Do you get any clues from:
nvme smart-log /dev/nvme0n1
nvme error-log /dev/nvme0n1

Thanks for your reply!

I don’t see anything suspicious in the outputs.

The output of nvme smart-log /dev/nvme0n1:

Smart Log for NVME device:nvme0n1 namespace-id:ffffffff
critical_warning			: 0
temperature				: 38°C (311 Kelvin)
available_spare				: 100%
available_spare_threshold		: 10%
percentage_used				: 0%
endurance group critical warning summary: 0
Data Units Read				: 510,809 (261.53 GB)
Data Units Written			: 6,391,475 (3.27 TB)
host_read_commands			: 7,163,041
host_write_commands			: 27,384,190
controller_busy_time			: 178
power_cycles				: 129
power_on_hours				: 348
unsafe_shutdowns			: 5
media_errors				: 0
num_err_log_entries			: 0
Warning Temperature Time		: 0
Critical Composite Temperature Time	: 0
Temperature Sensor 1           : 38°C (311 Kelvin)
Temperature Sensor 2           : 38°C (311 Kelvin)
Thermal Management T1 Trans Count	: 0
Thermal Management T2 Trans Count	: 0
Thermal Management T1 Total Time	: 0
Thermal Management T2 Total Time	: 0

(needed to forcibly shutdown the system a handful of times due to a complete freeze, I guess that’s where the unsafe shutdowns are coming from)

The output of nvme error-log /dev/nvme0n1:

.................
 Entry[ 0]   
.................
error_count	: 0
sqid		: 0
cmdid		: 0
status_field	: 0(Successful Completion: The command completed without error)
phase_tag	: 0
parm_err_loc	: 0
lba		: 0
nsid		: 0
vs		: 0
trtype		: The transport type is not indicated or the error is not transport related.
cs		: 0
trtype_spec_info: 0
.................

I am getting 64 of those entries - all with the same output.

Bernhard

I guess the first step would be, check you have a backup of everything you need.
Then, maybe try removing the NVME device, cleaning the connections, and then installing it again.
The errors seem more linked to a problem with the communications with the NVME device, than the actual storage of data.

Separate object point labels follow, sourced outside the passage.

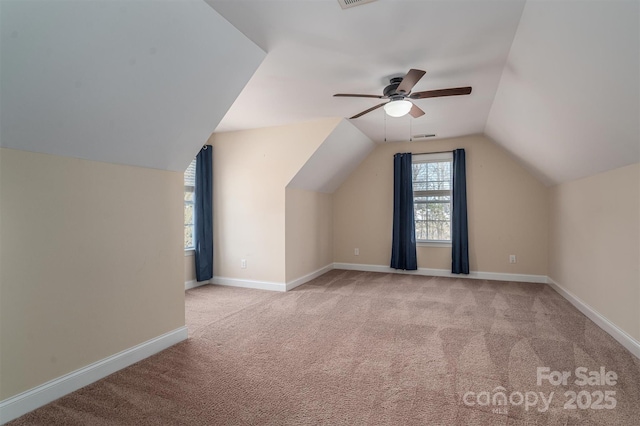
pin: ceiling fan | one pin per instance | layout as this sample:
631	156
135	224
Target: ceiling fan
399	90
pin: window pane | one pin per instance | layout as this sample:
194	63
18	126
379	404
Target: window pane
439	230
432	210
439	175
421	230
439	211
188	214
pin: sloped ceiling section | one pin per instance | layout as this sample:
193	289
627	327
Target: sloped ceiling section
568	100
334	160
141	83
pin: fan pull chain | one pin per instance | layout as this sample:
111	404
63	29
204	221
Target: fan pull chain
410	131
385	127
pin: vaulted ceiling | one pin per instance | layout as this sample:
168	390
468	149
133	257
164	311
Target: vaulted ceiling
141	83
556	83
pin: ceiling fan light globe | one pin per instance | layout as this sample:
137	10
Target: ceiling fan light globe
398	108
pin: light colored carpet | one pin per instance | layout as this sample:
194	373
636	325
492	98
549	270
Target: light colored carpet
357	348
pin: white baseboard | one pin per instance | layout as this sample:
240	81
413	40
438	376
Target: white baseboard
315	274
16	406
498	276
188	285
623	338
258	285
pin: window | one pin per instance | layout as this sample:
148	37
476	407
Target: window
189	202
432	184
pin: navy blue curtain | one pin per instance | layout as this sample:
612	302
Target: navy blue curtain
403	249
460	234
203	219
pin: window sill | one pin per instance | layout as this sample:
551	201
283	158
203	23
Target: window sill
433	244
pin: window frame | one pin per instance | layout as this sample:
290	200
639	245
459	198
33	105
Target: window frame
434	158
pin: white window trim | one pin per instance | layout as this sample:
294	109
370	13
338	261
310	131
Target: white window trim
435	158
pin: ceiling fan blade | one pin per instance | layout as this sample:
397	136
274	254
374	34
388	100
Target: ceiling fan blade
410	80
366	111
350	95
416	112
441	92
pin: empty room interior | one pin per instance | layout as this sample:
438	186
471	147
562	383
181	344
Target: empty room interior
297	283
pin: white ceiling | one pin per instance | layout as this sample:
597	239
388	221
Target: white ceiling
567	104
338	155
554	82
130	82
316	49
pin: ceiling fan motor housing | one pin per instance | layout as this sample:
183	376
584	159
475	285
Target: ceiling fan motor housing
391	89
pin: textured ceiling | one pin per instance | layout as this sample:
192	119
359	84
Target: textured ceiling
554	82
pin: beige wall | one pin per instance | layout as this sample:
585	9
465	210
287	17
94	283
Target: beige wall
507	210
309	232
91	263
251	170
189	267
594	238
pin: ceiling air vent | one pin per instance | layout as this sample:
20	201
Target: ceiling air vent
345	4
431	135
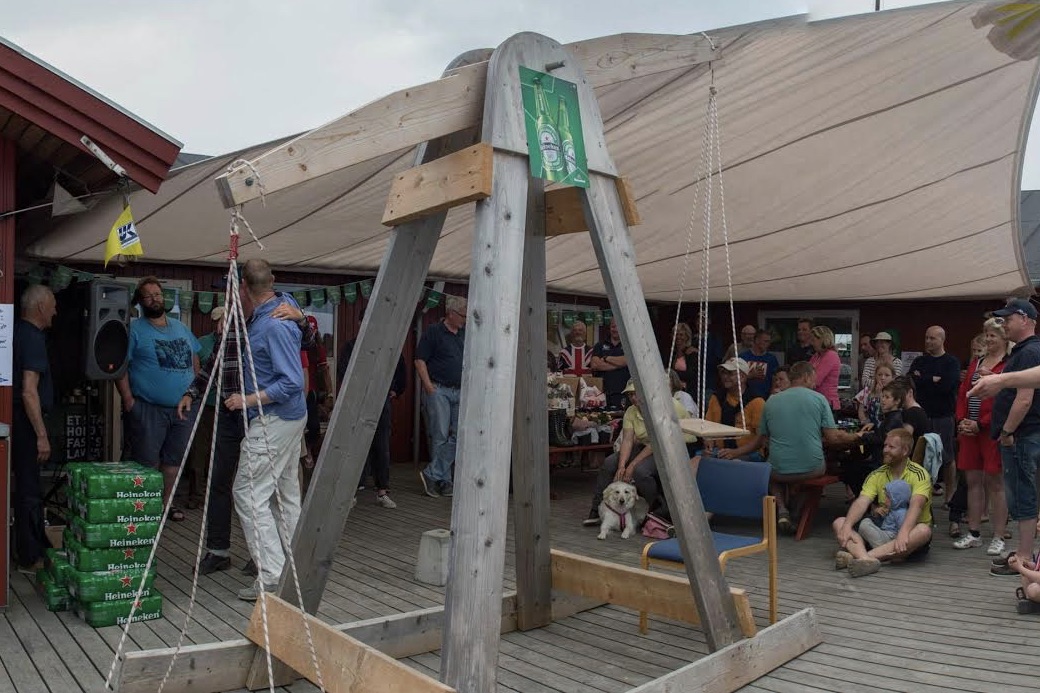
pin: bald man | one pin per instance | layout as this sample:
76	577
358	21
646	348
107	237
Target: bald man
937	376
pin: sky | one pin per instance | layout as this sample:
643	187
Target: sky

That is why I suggested cleaning the connections.
It could also be an intermittent hardware fault on the control chip on the NVME device, in which case, you probably should replace the NVME device with a new one.
Lastly, if could be a fault with the FW motherboard, but I can’t think of any way to test that apart from introducing a known good NVME device (i.e. a new one).

Thanks a lot!

I replaced my NVME drive with a new one now - so far no new errors. But it’s only a day, so let’s see if that finally fixed the issue :slight_smile:

Some NVME drives have long 5 year warranty. So, you might be able to get it replaced for free.